Evolution Redux

To many of us practicing science on a daily basis, the following claim may seem odd or even absurd at first pass: the recent report in Nature (PMID: 22992527; link) on the 30 year Escherichia coli experiment from Richard Lenski’s lab at Michigan State University has reintroduced the scientific method to one of the cornerstones of modern scientific thought—evolution.

Lenski began an experiment in evolutionary biology in 1988, when he propagated individual bacterial clones, splitting the cells daily, for nearly 55,000 generations, leading up to the present day. The purpose was to observe evolutionary change within this population in real time and to understand the role of various environmental and stochastic events in enabling selection. Every day for the last 30 years, one aliquot of those cells, amounting to a clonal sample of each of the ~55,000 generations, was frozen down by Lenski (or likely a grad student/post-doc). Herein lies the utility of this Herculean feat of patience and experimentation: because the ancestors to the current generation (and all those that will come after it…the experiment is still ongoing) are still alive and in the suspended animation of the -80°C freezer, this experiment in evolution can be repeated!
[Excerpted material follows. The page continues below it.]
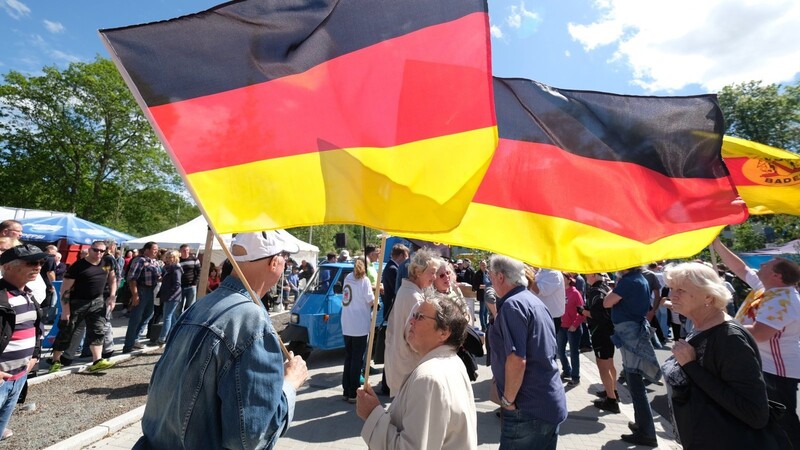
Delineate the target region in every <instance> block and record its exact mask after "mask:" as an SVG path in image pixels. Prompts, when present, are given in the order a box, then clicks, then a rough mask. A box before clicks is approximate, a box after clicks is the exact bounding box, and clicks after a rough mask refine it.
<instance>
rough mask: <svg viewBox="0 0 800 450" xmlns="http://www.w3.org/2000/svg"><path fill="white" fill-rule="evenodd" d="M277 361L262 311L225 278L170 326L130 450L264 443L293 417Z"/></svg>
mask: <svg viewBox="0 0 800 450" xmlns="http://www.w3.org/2000/svg"><path fill="white" fill-rule="evenodd" d="M283 361H284V358H283V354H282V353H281V349H280V344H279V343H278V338H277V335H276V334H275V330H274V328H273V327H272V324H271V322H270V320H269V317H268V315H267V312H266V310H265V309H264V308H262V307H260V306H258V305H256V304H255V303H253V301H252V300H251V299H250V296H249V295H248V293H247V291H246V289H245V288H244V286H243V284H242V282H241V281H239V279H237V278H235V277H233V276H230V277H228V278H226V279H225V281H223V282H222V284H221V285H220V287H219V288H218V289H217V290H215V291H214V292H212V293H211V294H209V295H207V296H205V297H204V298H203V299H201V300H199V301H198V302H197V303H195V304H194V305H193V306H192V308H189V309H188V310H187V311H186V312H185V313H183V315H181V317H180V318H179V319H178V321H177V323H176V324H175V326H174V328H173V329H172V331H170V334H169V337H168V340H167V346H166V348H165V350H164V354H163V355H162V356H161V359H160V360H159V361H158V363H157V364H156V366H155V369H154V371H153V376H152V378H151V380H150V388H149V391H148V398H147V406H146V407H145V411H144V416H143V417H142V431H143V434H144V437H143V438H142V439H141V440H140V441H139V443H137V446H136V447H135V448H159V449H160V448H163V449H198V448H215V449H222V448H225V449H254V448H258V449H262V448H272V447H273V446H274V445H275V442H276V441H277V439H278V437H279V436H281V435H283V434H284V433H285V432H286V430H287V429H288V428H289V424H290V423H291V421H292V417H293V415H294V404H295V395H296V393H295V390H294V388H293V387H292V386H291V385H290V384H289V383H285V382H284V371H283Z"/></svg>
This is just what Lenski and his team did in the paper by Blount et al. Having observed spontaneous acquisition of a phenotype allowing utilization of citrate for an energy source, the lab traced the change to a genomic rearrangement that removed a block on citrate transporter expression around generation 30,000. However, this rearrangement alone was not enough to make the new phenotype an effective target for selection. Through elegant additional work, the lab proposes a model where 1) genomic rearrangements, in this case the transposition of an active promoter upstream of an evolutionarily silenced gene, can cause re-expression of a seemingly new protein for the given organism; 2) compounded by random potentiating mutations, and, of course, 3) selective pressures (in this case apparently positive ones, in the availability of oxygen and citrate in the growth media), new traits can arise. Because this bug was in the freezer, they thawed it and repeated the experiment, observing the emergence of this same phenotype a second time under the same controlled laboratory conditions.

That natural selection occurs is rarely denied, even by the non-scientific community, but proving evolution can occur has been more of a bugaboo. In fact this is true for many areas of science, where theories become adopted, due to the impracticality or impossibility of directly testing them (see PMID: 22914130, link, for a recent discussion of this point for the Higgs Boson and origin of the universe). Lenski and colleagues have taken evolution out of this fuzzy area of over-whelming evidence but experimental intractability. This feat is remarkable for many reasons including Lenski’s dedication to the task (What other mysteries will be revealed when the organism gets to generation 200,000? 1,000,000?), the scientific community’s support, the funding from the NSF, NIH and other sources (including several forward-thinking private foundations, per the paper's acknowledgements), and most of all, for the exciting discovery getting at the How? of evolution, that is, of the principles governing rapid emergence of phenotypes through slow genetic change over thousands of generations (or as Lenski and colleagues describe, potentiation, actualization and refinement of a trait). Perhaps most important, it is a victory against the defeatism of “it’s too complex to have happened by chance.”